Roberto Ippolito Ignoranti Chiarelettere copertina
Roberto Ippolito Ignoranti Chiarelettere copertina

Il quindicinale del Consiglio nazionale delle ricerche curato dall’ufficio stampa “Almanacco della scienza”, parla del libro di Roberto Ippolito “Ignoranti” pubblicato da Chiarelettere in un articolo intitolato “Idioti, ignoranti, di chi la colpa?”. L’autore è Marco Ferrazzoli capo ufficio stampa del Cnr. Questo il testo.

Idioti, ignoranti, di chi la colpa?

Nell’epoca in cui le tecnologie dell’informazione e della comunicazione ci mettono a disposizione una quantità sterminata di notizie e commenti, con una velocità e interattività che non abbiamo mai conosciuto in passato, stiamo davvero diventando ‘Un popolo di frenetici, informatissimi idioti’, come sospetta Franco Ferrarotti, o di ‘Ignoranti’, come afferma Roberto Ippolito nel saggio sottotitolato ‘L’Italia che non sa, l’Italia che non va’?

La lettura convergente dei due libri ispira un senso di desolazione irreversibile. Ippolito, importante saggista e comunicatore, che ha diretto il servizio economia del quotidiano La Stampa e rivestito incarichi di vertice a Confindustria e alla Luiss, mescola nel suo saggio i dati sulla crisi economico-finanziaria e produttiva del paese; dati sullo scarso investimento italiano in formazione, cultura, ricerca scientifica; aneddoti tratti dalla stampa, relativi soprattutto agli orrendi strafalcioni lessicali e sintattici commessi negli ambienti più insospettabili, quali concorsi per laureati o dichiarazioni di parlamentari. La conclusione, che se ne trae – come riassume Barack Obama nella quarta di copertina con un aforisma fulminante – è che “Tagliare il deficit riducendo gli investimenti nell’innovazione e nell’istruzione è come alleggerire un aereo troppo carico togliendo il motore”.

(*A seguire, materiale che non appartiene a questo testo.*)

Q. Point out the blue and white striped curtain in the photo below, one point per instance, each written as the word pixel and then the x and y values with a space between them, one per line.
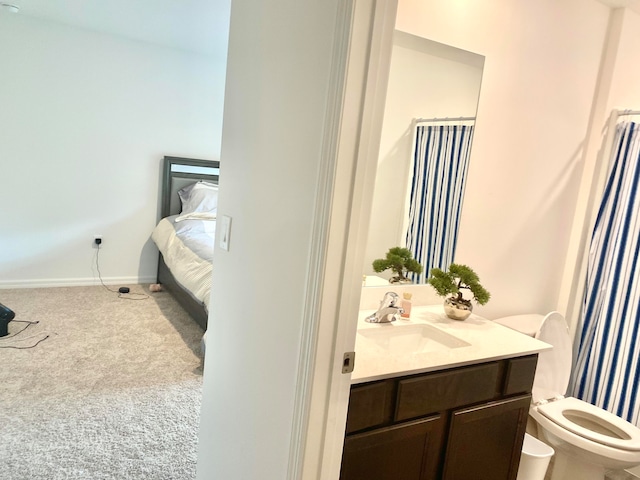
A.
pixel 441 160
pixel 607 373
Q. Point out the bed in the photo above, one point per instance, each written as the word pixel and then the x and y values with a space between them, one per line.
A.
pixel 185 232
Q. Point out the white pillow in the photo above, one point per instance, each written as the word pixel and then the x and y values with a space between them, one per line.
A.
pixel 199 201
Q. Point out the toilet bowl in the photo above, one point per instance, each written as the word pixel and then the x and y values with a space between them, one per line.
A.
pixel 587 439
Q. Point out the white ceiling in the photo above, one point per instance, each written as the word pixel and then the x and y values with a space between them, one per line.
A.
pixel 196 25
pixel 632 4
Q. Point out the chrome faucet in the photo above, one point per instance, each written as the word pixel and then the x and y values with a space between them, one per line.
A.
pixel 388 311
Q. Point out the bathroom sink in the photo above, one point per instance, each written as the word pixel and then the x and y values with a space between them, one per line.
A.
pixel 408 339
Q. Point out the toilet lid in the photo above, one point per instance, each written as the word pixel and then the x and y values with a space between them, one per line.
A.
pixel 592 423
pixel 554 365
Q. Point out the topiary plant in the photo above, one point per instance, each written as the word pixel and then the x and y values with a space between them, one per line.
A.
pixel 401 261
pixel 457 278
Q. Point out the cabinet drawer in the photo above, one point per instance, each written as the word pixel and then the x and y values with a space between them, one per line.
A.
pixel 370 405
pixel 441 391
pixel 519 375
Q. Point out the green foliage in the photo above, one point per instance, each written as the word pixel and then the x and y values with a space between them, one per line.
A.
pixel 400 260
pixel 458 277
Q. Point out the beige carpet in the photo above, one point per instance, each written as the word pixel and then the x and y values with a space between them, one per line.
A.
pixel 112 391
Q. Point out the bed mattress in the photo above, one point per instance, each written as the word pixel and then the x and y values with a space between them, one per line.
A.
pixel 187 250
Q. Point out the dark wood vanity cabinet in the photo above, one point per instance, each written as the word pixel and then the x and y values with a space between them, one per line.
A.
pixel 463 423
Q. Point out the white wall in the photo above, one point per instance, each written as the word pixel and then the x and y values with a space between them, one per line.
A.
pixel 426 80
pixel 86 119
pixel 540 74
pixel 276 105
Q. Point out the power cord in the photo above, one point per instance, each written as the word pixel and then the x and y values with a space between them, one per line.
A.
pixel 13 335
pixel 124 295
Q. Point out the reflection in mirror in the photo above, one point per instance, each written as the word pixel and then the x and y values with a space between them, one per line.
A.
pixel 428 81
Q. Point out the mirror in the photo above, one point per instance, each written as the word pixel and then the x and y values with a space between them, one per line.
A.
pixel 427 80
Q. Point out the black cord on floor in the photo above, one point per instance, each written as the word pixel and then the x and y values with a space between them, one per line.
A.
pixel 28 324
pixel 124 296
pixel 13 335
pixel 26 348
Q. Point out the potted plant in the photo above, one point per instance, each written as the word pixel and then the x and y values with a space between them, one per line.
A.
pixel 450 285
pixel 401 261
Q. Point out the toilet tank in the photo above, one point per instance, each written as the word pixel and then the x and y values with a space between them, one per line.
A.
pixel 554 366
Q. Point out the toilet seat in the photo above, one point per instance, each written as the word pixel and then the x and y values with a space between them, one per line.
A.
pixel 565 412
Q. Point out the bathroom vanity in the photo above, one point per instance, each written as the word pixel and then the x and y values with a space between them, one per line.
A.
pixel 433 398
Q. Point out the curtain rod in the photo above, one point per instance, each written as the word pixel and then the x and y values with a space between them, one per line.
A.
pixel 445 119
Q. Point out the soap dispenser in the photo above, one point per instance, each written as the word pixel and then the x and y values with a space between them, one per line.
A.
pixel 406 305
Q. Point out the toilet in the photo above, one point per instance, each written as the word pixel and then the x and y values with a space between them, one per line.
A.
pixel 587 440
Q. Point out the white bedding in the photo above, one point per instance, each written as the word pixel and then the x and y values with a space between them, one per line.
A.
pixel 187 249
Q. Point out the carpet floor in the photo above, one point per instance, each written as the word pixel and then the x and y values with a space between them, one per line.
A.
pixel 104 386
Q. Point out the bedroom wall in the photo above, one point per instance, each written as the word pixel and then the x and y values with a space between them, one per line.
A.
pixel 540 76
pixel 86 119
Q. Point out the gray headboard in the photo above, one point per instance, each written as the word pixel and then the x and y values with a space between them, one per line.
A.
pixel 180 172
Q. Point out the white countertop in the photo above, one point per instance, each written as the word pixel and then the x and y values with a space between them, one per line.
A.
pixel 477 340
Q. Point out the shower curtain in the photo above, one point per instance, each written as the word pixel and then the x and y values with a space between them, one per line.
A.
pixel 440 163
pixel 606 372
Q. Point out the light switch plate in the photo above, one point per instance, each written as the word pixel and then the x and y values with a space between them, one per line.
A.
pixel 225 234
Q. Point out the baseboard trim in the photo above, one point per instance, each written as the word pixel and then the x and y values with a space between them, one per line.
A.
pixel 74 282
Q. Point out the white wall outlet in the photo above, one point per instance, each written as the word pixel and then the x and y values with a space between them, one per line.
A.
pixel 225 232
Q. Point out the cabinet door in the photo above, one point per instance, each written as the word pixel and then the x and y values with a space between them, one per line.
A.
pixel 408 451
pixel 485 441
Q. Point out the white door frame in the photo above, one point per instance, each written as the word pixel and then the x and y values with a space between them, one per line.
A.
pixel 362 56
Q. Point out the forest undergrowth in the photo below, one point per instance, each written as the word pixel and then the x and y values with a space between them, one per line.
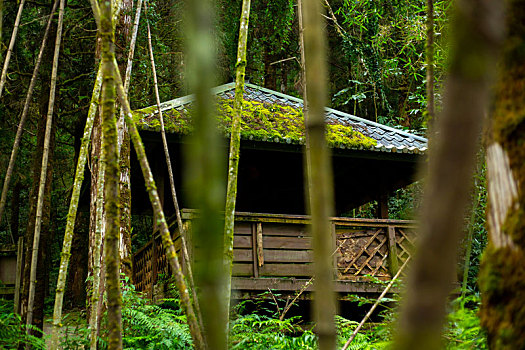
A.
pixel 254 325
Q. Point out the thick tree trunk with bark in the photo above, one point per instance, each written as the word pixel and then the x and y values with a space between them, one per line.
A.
pixel 452 159
pixel 502 275
pixel 111 190
pixel 235 145
pixel 319 170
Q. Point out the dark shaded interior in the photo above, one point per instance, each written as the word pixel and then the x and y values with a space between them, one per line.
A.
pixel 271 176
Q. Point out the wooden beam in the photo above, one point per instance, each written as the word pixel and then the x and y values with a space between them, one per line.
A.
pixel 393 264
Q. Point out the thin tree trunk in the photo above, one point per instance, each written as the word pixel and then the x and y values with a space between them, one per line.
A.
pixel 95 296
pixel 502 273
pixel 111 190
pixel 18 137
pixel 167 242
pixel 11 46
pixel 430 61
pixel 72 213
pixel 319 169
pixel 452 159
pixel 43 173
pixel 172 181
pixel 235 145
pixel 204 173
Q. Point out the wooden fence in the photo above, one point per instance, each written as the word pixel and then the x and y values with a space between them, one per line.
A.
pixel 274 251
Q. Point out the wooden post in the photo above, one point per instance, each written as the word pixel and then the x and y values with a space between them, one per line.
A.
pixel 393 264
pixel 254 250
pixel 260 248
pixel 19 263
pixel 383 206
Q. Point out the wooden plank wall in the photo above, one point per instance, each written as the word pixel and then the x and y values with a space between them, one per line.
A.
pixel 277 246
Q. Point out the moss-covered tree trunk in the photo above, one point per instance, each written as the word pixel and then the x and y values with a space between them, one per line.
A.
pixel 72 213
pixel 171 254
pixel 123 38
pixel 235 145
pixel 502 275
pixel 111 178
pixel 430 60
pixel 43 169
pixel 3 77
pixel 319 170
pixel 476 38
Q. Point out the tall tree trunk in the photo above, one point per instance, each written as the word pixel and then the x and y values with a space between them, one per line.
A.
pixel 43 170
pixel 3 77
pixel 111 190
pixel 235 145
pixel 122 40
pixel 502 275
pixel 319 170
pixel 95 296
pixel 180 226
pixel 18 137
pixel 430 61
pixel 72 213
pixel 452 159
pixel 204 169
pixel 167 242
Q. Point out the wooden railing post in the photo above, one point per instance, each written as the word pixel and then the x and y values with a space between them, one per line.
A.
pixel 393 264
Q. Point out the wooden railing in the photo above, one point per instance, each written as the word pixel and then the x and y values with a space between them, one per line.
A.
pixel 268 248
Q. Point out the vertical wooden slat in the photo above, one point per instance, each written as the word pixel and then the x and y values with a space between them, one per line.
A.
pixel 254 249
pixel 393 264
pixel 260 249
pixel 19 259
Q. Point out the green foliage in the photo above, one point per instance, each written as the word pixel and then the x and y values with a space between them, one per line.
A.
pixel 260 121
pixel 150 326
pixel 13 331
pixel 463 330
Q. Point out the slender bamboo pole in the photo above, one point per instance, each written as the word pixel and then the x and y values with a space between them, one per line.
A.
pixel 72 213
pixel 372 309
pixel 319 170
pixel 167 242
pixel 20 130
pixel 430 61
pixel 11 46
pixel 43 173
pixel 100 226
pixel 172 180
pixel 235 144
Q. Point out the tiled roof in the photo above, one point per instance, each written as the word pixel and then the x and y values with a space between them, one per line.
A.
pixel 387 139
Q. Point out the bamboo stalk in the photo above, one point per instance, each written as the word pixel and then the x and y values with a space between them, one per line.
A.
pixel 20 130
pixel 430 61
pixel 319 171
pixel 167 242
pixel 11 46
pixel 172 180
pixel 100 226
pixel 72 213
pixel 235 144
pixel 43 172
pixel 372 309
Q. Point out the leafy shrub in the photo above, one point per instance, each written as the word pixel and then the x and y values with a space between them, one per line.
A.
pixel 13 332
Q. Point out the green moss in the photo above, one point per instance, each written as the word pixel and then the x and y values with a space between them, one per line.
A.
pixel 260 121
pixel 502 281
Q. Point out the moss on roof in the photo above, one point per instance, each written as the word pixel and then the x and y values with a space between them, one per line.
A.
pixel 260 121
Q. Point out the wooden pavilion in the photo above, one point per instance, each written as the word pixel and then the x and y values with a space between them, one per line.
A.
pixel 272 245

Ferrarotti si diffonde su un tema analogo sintetizzando in forma di pamphlet un’esperienza culturale di longevità, lucidità e vastità davvero rare. Primo sociologo italiano, sin dall’immediato dopoguerra ha frequentato i maestri americani di questa disciplina affermandosi come uno degli osservatori più attenti e acuti della nostra realtà. Ma soprattutto Ferrarotti qui conferma la sua statura e natura di “uomo di carta”, come lo definiva con accezione non del tutto positiva il padre, cioè di persona che ha legato la propria formazione a un mondo, librario oggi in via di estinzione. La cultura digitale dell’immagine, dell’informazione immediata, subito disponibile e quindi subito superabile, lo insospettisce ispirandogli toni quasi ‘apocalittici’.

I due volumi pongono considerazioni serie, anzi essenziali per la nostra identità intellettuale di terzo millennio. C’è però da sollevare un paio di considerazioni. La prima è che cercare di governare il cambiamento rivoluzionario apportato dall’Ict, non deve portarci ad aggravare il gap del nostro paese negli investimenti culturali e formativi, che invece si auspicano come fondamentali. La seconda è che se tali investimenti, così correlati allo sviluppo, vengono negati costantemente forse da parte di accademie, ricerca, istruzione, deve arrivare un profondo ripensamento, uno scatto d’orgoglio teso a dimostrare meglio la propria utilità senza far confondere la propria richiesta con quella di un mero ‘assistenzialismo’.